Cimetières de campagne
La campagne alsacienne est semée de dizaines de cimetières juifs, parfois minuscules, mais aussi d’immenses nécropoles, car, parfois, on obligea les communautés d’un secteur à enterrer leurs morts dans un seul terrain à l’écart. Ainsi, dès le XIVe siècle, est-il question du cimetière de Rosenwiller en usage pour tous les environs. Les premières stèles étant en bois, il n’en reste rien ; la substitution de la pierre, dès le XVIe siècle, permet de suivre l’évolution des mœurs funéraires et des styles.

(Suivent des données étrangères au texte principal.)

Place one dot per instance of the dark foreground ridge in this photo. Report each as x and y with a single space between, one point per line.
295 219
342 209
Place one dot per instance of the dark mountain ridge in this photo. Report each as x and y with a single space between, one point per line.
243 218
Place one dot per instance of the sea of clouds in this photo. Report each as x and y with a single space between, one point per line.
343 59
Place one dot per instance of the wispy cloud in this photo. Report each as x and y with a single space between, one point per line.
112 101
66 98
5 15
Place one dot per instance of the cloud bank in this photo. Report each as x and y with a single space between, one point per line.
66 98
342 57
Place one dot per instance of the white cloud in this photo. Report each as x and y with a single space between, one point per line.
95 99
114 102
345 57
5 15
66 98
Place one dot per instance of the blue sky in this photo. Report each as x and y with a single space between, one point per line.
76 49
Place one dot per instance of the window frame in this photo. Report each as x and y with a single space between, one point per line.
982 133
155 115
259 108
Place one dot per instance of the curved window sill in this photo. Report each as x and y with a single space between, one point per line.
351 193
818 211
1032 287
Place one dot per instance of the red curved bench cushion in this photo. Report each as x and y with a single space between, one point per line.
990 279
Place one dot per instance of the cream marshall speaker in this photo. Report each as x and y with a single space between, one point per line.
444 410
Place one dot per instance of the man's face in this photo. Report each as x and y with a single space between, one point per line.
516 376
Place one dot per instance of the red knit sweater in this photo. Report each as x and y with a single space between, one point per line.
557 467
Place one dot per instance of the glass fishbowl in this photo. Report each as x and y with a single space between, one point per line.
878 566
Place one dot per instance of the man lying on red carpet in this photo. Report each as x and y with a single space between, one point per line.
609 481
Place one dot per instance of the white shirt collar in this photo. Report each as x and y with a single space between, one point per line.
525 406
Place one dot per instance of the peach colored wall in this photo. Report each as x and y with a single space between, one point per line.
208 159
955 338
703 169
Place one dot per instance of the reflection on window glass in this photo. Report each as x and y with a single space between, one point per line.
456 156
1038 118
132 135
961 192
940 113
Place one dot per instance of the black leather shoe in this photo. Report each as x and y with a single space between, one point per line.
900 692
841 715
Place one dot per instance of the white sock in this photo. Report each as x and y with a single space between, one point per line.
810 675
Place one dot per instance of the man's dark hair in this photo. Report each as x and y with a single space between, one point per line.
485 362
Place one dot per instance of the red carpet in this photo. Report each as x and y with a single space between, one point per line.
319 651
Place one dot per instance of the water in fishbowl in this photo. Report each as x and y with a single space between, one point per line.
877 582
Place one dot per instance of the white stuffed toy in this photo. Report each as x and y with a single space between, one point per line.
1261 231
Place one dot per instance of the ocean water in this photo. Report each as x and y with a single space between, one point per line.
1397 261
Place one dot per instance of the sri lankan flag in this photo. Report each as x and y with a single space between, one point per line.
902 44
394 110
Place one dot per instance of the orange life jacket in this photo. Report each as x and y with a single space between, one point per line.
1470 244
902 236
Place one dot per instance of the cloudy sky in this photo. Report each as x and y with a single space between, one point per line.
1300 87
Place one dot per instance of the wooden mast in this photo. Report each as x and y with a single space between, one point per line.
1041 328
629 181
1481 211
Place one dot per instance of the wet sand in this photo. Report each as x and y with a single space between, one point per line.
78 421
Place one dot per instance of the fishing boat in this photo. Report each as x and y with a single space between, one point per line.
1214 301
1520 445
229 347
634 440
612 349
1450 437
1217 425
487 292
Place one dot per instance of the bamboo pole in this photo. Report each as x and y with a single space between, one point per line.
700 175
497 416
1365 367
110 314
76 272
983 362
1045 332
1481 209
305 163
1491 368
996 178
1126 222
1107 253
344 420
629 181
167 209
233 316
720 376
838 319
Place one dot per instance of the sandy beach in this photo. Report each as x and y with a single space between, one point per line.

Les plus grands cimetières sont dans le Bas-Rhin, Rosenwiller, Ettendorf (XVIe siècle), Sélestat (XVIIe siècle) et dans le Haut-Rhin, Jungholtz (1655). Selon la tradition achkenaze, y dominent des stèles qui suivent les modes artistiques Renaissance, baroque, néo-gothique ou néo-classique. L’originalité tient plus aux épitaphes et à quelques symboles spécifiques, comme les mains de Cohanim, les aquamaniles des lévites, etc. La tradition de simplicité dans l’art funéraire a été au cours du XXe siècle dépassée au profit d’une certaine ostentation et de l’usage d’une marbrerie standardisée, qui tend à estomper les particularités tant juives qu’alsaciennes.